Вряд ли бы сам Некрасов мог без содрогания прочитать это о себе. И не точнее ли будет вслушаться в слова читателя, который не только мог «построить теорию», но и вслушаться?
«Совесть — странный дар. Кому такая мера ее дается? В Некрасове она жила с детства и все росла, хотя он о ней не думал. Тем была она страшнее: как слепая змея в сердце. Он не умел защищаться от своих страстей, они легко овладевали им; тем легче, что он искал каких-нибудь «передышек»: забыть терзания»[9].

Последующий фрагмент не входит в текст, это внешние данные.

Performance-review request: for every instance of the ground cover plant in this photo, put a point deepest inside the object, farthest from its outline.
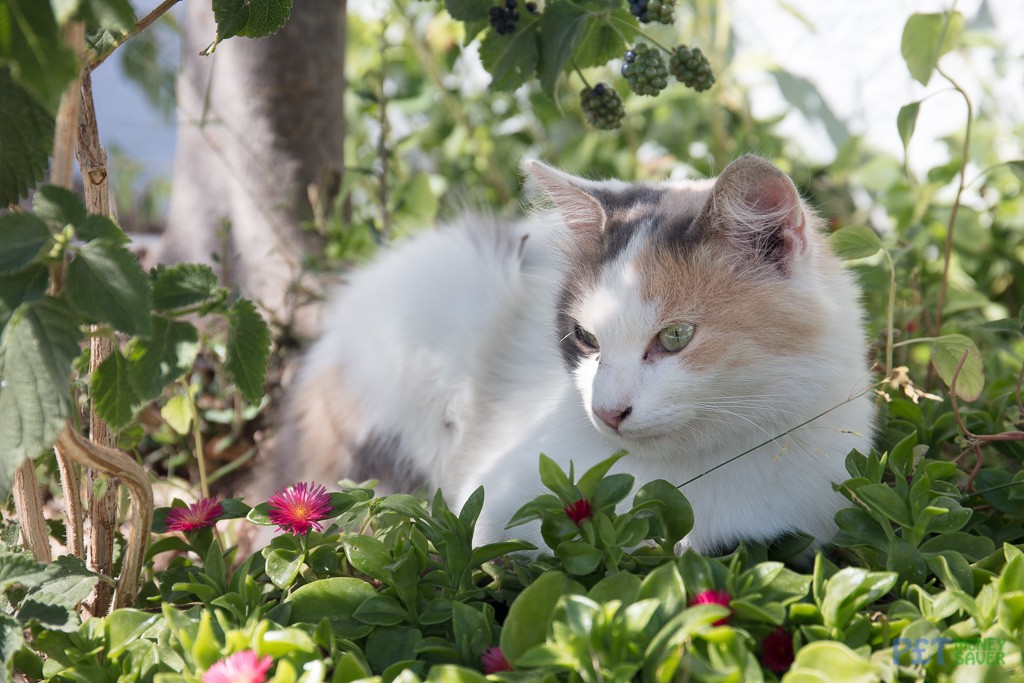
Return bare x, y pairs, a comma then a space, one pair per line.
924, 581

Не всуе сказаны эти слова Зинаидой Гиппиус. Отсюда пришла его поэзия. Из необъятных страстей и нескончаемого раскаяния. И каждое собственное падение становилось равносильно прозрению общей беды:
«Совесть, — все она же! — вырастая, переплеснулась через личное, пропитала его любовь к земле, к России, к матери и, в мучительные минуты «вдохновенья», сделала его творцом неподражаемых стонов о родине. Неужели это лишь песни «гражданской скорби», как тогда говорили? Вслушаемся в них: поэт не отделяет родину-мать от себя самого; он мучается за нее и за себя вместе, даже как бы ею и собою вместе»[10].
Он знал, что такое беда — и та, когда не живешь, а выживаешь, и та, когда в душе смятение и самоказнь. Для него они связались воедино. В чем каяться идеалисту? Чувство это естественней зарождается именно у человека «практического».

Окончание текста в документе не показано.